In four years of writing for The Publication, Ondine is the first 10/10 I’ve given (and fun fact: it makes Dimhav the first band in blog history to score two 10/10s). Ondine is simply perfect power/prog: a swashbuckling, glorious adventure where the high seas are a metaphor for the human psyche, matching Symphony X‘s The Odyssey for sheer epicness while broadening the emotional scope. Daniel Heiman gives perhaps his greatest performance ever, a remarkable feat considering he’s been a part of bands like Lost Horizon, and he routinely hits notes that seem impossible or belts out memorable choruses that ground the dense compositions. And the Lindroth brothers’ compositional and musical skills show their love of the prog tradition. In a genre I’ve loved since I first got into metal, Ondine has quickly ascended to an all-time favorite status, and it undoubtedly will for any fan of the genre who lets the brilliant, layered compositions soak in.

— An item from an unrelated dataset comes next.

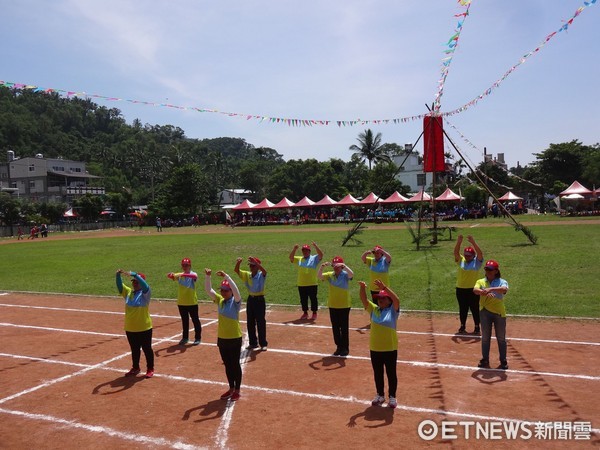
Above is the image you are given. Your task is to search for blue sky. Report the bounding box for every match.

Recommended tracks: Tides Immemorial, Windward Bound, Pilgrimage, The Sunken Star
Related links: Bandcamp | original review


Elder – Through Zero
Recommended for fans of: Baroness, Weedpecker, Khan
Picked by: Cory

Elder own a particular niche of heavy, progressive, psychedelic music. For well over a decade, they’ve been the stick against which all stylistic peers are measured, and their latest record only reinforces their standing. Through Zero draws from the different qualities fostered throughout the band’s career—the heavy, desert-tinged grit in Dead Roots Stirring, the ethereal atmospherics in Reflections of a Floating World, and the vintage, jammy feel in The Gold & Silver Sessions, to name a few—and masterfully wraps the best of each into a single work. Across the album’s six tracks, Elder cover a vast amount of sonic space with striking coherence. Captivating soundscapes, strings of memorable melodies, and consistently killer riffs underpin the group’s unmatched sense of compositional ambition and adventurousness. All the while, an impeccable rhythm section holds everything together with plenty of its own swagger. Through Zero is about as good as stoner metal gets, and is yet another gem in a discography full of them. 

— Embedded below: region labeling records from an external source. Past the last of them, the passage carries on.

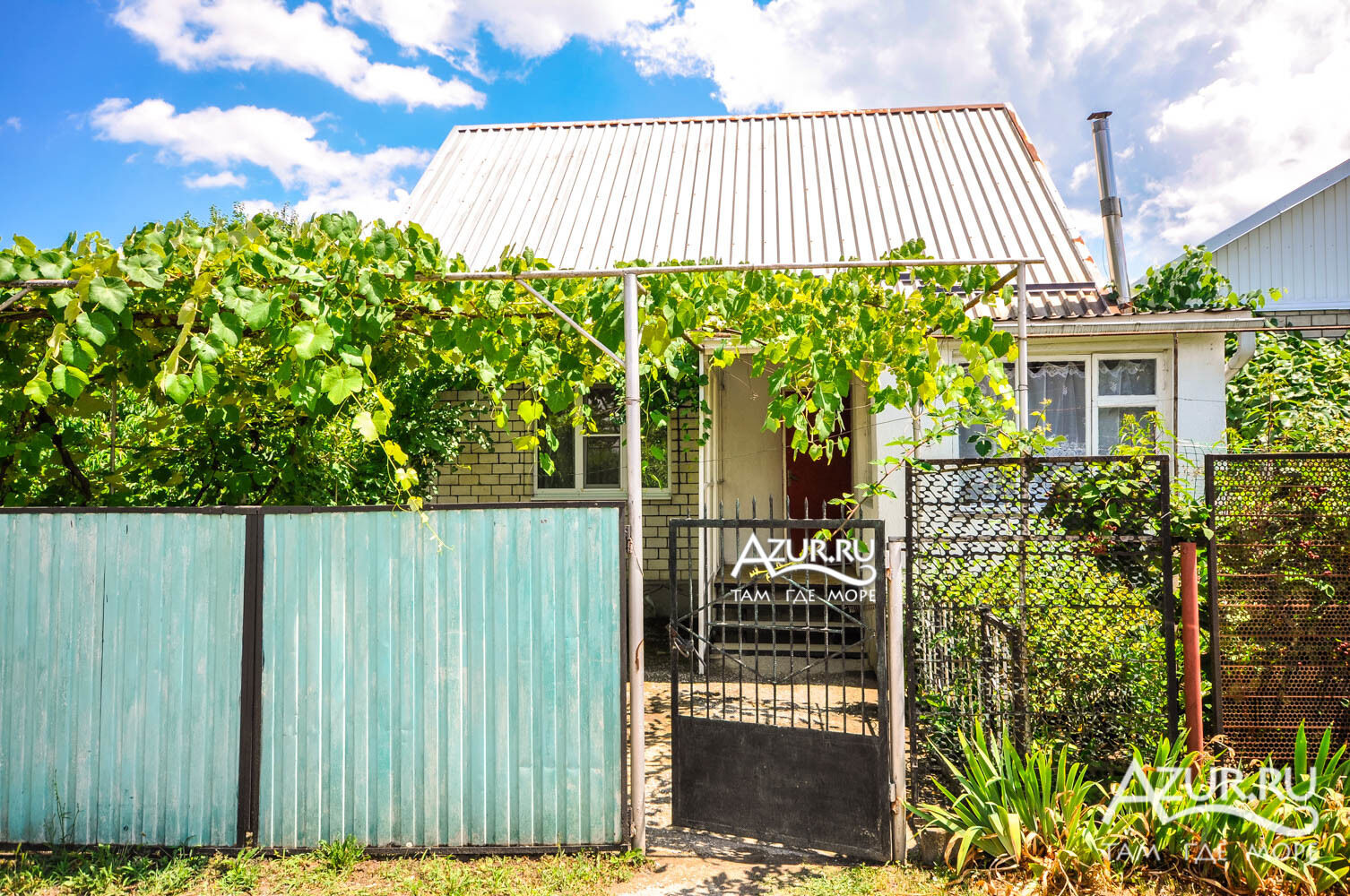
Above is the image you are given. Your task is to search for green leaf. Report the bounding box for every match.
[160,374,192,405]
[192,365,220,395]
[351,410,379,441]
[23,374,53,405]
[75,310,117,349]
[517,398,544,424]
[288,320,333,360]
[51,365,89,398]
[211,312,243,349]
[318,365,365,405]
[89,275,134,314]
[117,253,165,289]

Recommended tracks: Capture/Release, Strata
Related links: Bandcamp | original review


Devin Townsend – The Moth
Recommended for fans of: Danny Elfman, Ihsahn, Hans Zimmer, Ayreon, Einar Solberg
Picked by: Christopher

The long-awaited symphonic experience from prog metal’s mad scientist arrived and, provided you like the musical-influenced, melodic, cinematic side of Devin, it lives up to the hype. A sprawling seventy-minute work accompanied by a full orchestra and with contributions from Lynn Wu (OU) and longtime collaborator Anneke van Gisersbergen, The Moth is a mammoth work in the vein of records like Empath, Transcendence, and Epicloud but with touches of Hans Zimmer and Joseph’s Technicolour Dreamcoat for good measure. Motifs ebb and flow, Townsend reels between vulnerable operatics and beseeching screams, brass quakes and strings pulsate. It’s an ambitious feat, one that’s pulled off with aplomb. While the vocals are a little pushed back and some interstitial sections become a bit lost within themselves, this is nevertheless top-tier Devy and well worth sitting with long enough to unpack its intricacies. 

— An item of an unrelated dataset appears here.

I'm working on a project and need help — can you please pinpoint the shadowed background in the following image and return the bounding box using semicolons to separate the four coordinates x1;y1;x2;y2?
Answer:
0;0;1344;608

Recommended tracks: It’s one long symphony so you should listen to the whole thing, but just listen to the first twenty minutes if you want a way in.
Related links: Bandcamp | original review


Karmanjakah – Diamond Morning
Recommended for fans of: Vildhjarta, Tesseract, Periphery
Picked by: Noor

Three years after the release of the magnificent Ancient Skills EP, Karmanjakah return with a bright and confident musicality in Diamond Morning. Combining the visceral jaggedness of thall with dreamy, tranquil ambience is no easy task, yet Karmanjakah breathe life into this atmospheric combination with ease. Blast beating, galloping thall rhythms, and massive breakdowns litter the album with the genre’s heavy catharsis. However, Diamond Morning wouldn’t be complete without the equally important sparkling ambience, soaring vocals, and soft-spoken melodies that make the record an inviting, palatable listen. Some of the most complex writing of Karmanjakah’s discography is presented and elevated through the album’s crystal clear production, and there is no shortage of trills, bends, tremolos, and even some Middle Eastern musical influences. Diamond Morning presents a unique spin on an already extreme genre that is sure to bathe the listener in a bright warmth that feels like sunshine itself. 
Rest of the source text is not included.